MIWF Founder and Director Lily Yulianti Farid highlighted this year’s festival theme to mean ‘Awakening’ towards diversity, including new understandings, ways of thinking, determination, perspectives on life, and following lessons we have all learnt from the COVID-19 pandemic. After all, the pandemic has disrupted several aspects of life, including education and literacy across the globe since it began in 2020. Hence, authors from overseas such as from countries like Singapore, India and Malaysia will attend to discuss and share with their Indonesian counterparts. Of course, there will also be several Australian authors taking part in MIWF 2022, who have already been attending the festival for several years since it began.

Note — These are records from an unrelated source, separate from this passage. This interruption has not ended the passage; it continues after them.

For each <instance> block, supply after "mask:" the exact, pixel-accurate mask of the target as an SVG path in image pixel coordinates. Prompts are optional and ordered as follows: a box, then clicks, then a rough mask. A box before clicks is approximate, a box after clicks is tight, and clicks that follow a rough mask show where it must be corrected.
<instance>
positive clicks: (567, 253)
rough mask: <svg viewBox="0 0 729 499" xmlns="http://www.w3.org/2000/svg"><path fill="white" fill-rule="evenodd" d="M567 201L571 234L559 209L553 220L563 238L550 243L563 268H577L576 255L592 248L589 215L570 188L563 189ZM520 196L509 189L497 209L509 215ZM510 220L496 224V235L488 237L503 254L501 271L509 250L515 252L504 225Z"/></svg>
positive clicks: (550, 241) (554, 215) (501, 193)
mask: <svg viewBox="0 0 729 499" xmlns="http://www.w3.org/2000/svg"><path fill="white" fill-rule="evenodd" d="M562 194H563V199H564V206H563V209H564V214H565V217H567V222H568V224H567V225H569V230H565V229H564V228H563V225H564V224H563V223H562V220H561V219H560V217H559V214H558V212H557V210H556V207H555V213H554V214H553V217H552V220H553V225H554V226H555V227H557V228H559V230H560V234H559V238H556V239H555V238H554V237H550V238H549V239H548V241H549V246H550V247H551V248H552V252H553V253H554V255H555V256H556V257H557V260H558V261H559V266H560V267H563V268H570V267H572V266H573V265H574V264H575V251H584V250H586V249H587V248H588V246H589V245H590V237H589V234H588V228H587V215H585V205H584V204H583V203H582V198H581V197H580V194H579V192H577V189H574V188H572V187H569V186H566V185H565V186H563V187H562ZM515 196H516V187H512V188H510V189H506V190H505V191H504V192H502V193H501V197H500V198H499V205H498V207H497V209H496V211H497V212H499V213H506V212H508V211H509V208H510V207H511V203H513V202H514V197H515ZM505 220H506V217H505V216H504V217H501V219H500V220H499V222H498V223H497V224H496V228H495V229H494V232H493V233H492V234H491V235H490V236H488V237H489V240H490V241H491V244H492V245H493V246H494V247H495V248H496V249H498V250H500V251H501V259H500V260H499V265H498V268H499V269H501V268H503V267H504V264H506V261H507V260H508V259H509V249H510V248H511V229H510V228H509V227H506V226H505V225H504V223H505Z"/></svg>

Among the Australian writers attending this year is Omar Musa, an author famous for several poetry books touching themes of migration and race in Australia as well as his award-nominated novel ‘Here Come the Dogs’. Furthermore is Beth Yahp, award-winning author and teacher of creative writing at the University of Sydney. Yahp is famous for her short-fictions and memoirs such as her latest work ‘Eat First, Talk Later’, which also highlights issues of diaspora and migration in Australia, where she describes her family’s former home of Malaysia. Other notable writers from Australia, or who write about Australia, include sports and pop-culture writer Andy Fuller as well as Harvard Human Rights Review Editor in Chief Kieren Salazar who often writes about refugees in the Pacific region.
All of the authors mentioned above and more will appear on the first day of the Makassar International Writers Festival this year on a panel about ‘Connecting Indonesia and Australia Through Literature and Translation Initiatives: How Can We Improve the Partnership’.
In fact, this year’s festival in Makassar is very significant, beginning only two weeks after newly elected Australian Prime Minister Anthony Albanese visited the city and Hasanuddin University on the 8th of June along with Ministers Penny Wong, Ed Husic, Don Farrell, as well as several other government delegates. PM Albanese’s visit to Indonesia and Makassar displays Australia’s increasing interest in deepening Australian ties with Indonesia compared to the previous administration under Scott Morrison. Many observers have even compared Albanese’s interest in Indonesia to former Prime Minister Paul Keating’s time in the 90s, who also emphasised developing bilateral links with Australia’s closest neighbours.
For Makassar, PM Albanese may be among the first of few state leaders who have ever visited the South Sulawesi Capital, and visiting one of the biggest cities in Eastern Indonesia outside of Jakarta is symbolic of his government’s recognition of the importance of diversity. PM Albanese’s cabinet has been largely praised for including 10 women, 2 Muslims and 1 indigenous Australian, making it more clearly representative of Australia\’s people.
The Australian PM’s Makassar visit and this upcoming festival show the potentially bright future of cooperation between Indonesia, Australia and the region in the next few years to come. As will be seen at the 2022 Makassar International Writers Festival, the people-to-people relationship between these South Pacific neighbours is also strong and can be further strengthened, not only the relationships between our governments. As the COVID-19 pandemic situation in Indonesia, Australia as well as in other countries improve, our potential to ‘Awaken’ together also grows.
Rifqy Tenribali Eshanasir is a Junior Researcher at the Center for Peace Conflict and Democracy, Hasanuddin University, and an Alumnus of International Relations and Peace Studies at Ritsumeikan Asia Pacific University, Japan. He also studied in Moreland Primary School, Melbourne Australia.